How to multiply objects of different template type in C++

Question

How can I make it so that (with objects of different template types) A*B and B*A give the same result, where the type of the result is determined according to the usual C++ type promotion rules ?

For example:

int main()
{
    number<float> A(2.0f);    
    number<double> B(3.0);
    A*B; // I want 6.0 (double)
    B*A; // I want 6.0 (double)

    return 0;
}

At the moment, I can only multiply objects of the same template type. For example, something like this:

template<typename T>
class number
{
    public:

        number(T v) : _value(v) {}

        T get_value() const { return _value; }

        number& operator*=(const number& rhs)
        {
            _value *= rhs.get_value(); 
            return *this;
        } 

    private:

        T _value;
};

template<typename T>
inline number<T> operator*(number<T> lhs, const number<T>& rhs)
{
  lhs *= rhs;
  return lhs;
}

EDIT: Or, as in the answers, I can multiply objects of different template types, but always returning the same type as lhs . Is there any way to instead return an object whose type is determined by the standard type promotion rules?
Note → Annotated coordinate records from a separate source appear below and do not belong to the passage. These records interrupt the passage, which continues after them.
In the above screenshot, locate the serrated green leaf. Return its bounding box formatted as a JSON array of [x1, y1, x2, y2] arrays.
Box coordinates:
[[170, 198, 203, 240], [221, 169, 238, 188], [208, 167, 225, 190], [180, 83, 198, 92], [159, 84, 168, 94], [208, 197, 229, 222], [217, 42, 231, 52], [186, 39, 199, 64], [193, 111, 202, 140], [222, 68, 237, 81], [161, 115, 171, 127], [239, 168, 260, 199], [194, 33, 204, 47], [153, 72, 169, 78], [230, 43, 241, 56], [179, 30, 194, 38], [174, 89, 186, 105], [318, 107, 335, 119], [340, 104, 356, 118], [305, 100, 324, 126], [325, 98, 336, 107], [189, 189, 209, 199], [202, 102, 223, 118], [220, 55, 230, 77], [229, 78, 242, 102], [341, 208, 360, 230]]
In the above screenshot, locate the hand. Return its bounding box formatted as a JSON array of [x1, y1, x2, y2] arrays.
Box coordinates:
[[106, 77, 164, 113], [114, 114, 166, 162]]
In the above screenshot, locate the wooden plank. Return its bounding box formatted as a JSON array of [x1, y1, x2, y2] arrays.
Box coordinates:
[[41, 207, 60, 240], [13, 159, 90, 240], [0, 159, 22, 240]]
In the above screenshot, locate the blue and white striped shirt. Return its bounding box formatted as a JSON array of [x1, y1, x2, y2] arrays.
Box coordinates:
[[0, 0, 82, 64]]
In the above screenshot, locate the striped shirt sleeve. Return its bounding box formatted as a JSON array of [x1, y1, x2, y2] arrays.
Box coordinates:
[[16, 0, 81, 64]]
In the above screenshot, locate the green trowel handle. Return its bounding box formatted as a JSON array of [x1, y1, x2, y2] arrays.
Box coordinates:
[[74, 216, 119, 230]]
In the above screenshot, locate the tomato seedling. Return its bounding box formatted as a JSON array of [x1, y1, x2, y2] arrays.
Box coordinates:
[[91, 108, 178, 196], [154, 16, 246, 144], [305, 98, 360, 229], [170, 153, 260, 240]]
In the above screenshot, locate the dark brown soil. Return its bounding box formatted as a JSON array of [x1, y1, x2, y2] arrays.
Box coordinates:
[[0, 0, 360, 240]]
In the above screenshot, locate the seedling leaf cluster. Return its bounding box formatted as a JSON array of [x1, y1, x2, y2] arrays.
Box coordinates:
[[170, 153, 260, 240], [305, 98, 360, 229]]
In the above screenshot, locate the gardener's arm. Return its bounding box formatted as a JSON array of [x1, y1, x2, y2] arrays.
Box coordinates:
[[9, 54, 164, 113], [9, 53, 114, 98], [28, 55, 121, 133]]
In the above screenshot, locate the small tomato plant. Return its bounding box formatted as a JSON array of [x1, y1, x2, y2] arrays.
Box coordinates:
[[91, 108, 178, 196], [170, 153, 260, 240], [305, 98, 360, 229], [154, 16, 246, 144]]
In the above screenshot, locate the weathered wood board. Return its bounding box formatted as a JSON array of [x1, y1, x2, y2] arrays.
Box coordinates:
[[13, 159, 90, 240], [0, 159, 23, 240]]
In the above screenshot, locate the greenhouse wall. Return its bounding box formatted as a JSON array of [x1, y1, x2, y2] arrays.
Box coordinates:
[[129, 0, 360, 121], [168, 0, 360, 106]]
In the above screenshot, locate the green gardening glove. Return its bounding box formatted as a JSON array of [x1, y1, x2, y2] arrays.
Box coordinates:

EDIT 2: I would like to avoid C++11 features if possible .

Answer 1

You have to templatize eg the rhs parameters:

template<typename T>
class number
{
public:

    number(T v) : _value(v) {}

    T get_value() const { return _value; }
    template<class E>
    number& operator*=(const number<E>& rhs)
    {
        _value *= rhs.get_value(); 
        return *this;
    } 

private:

    T _value;
};

template<class T, class E, class RET = decltype(T()*E())>
number<RET> operator*(number<T>& lhs, const number<E>& rhs)
{
    return lhs.get_value()*rhs.get_value();
}

Answer 2

You need a templated overload for the operator*()

template<typename T>
class number {
    public:
    // ...
    template<typename U>
    number& operator*=(const number<U>& rhs) {
        // ...
    }
    // ...
 };

And the same for the binary operator

template<typename T,typename U>
inline number<T> operator*(number<T> lhs, const number<U>& rhs) {
  lhs *= rhs;
  return lhs;
}

Answer 3

You can use std::common_type<> to obtain the type required for the return. For example

template<typename X>
struct number
{
  // ...

  template<typename Y>
  number(number<Y> const&other);              // needed in line 1 below

  template<typename Y>
  number&operator=(number<Y> const&other);    // you may also want this

  template<typename Y>
  number&operator*=(number<Y> const&other);   // needed in line 2 below

  template<typename Y>
  number<typename std::common_type<X,Y>::type> operator*(number<Y> const&y) const
  {
    number<typename std::common_type<X,Y>::type> result=x;   // 1
    return result*=y;                                        // 2
  }
};

I left out the implementations of the templated constructor and operator*= .

---

Unfortunately, std::common_type is C++11, which you want to avoid for obscure reasons. If you only work with built-in types ( double , float , int , etc), you can easily implement your own version of common_type . However, if you want to do sophisticated meta-template programming, it is strongly recommended to move on to C++11 – it's already 4 years old and mostly backwards compatible.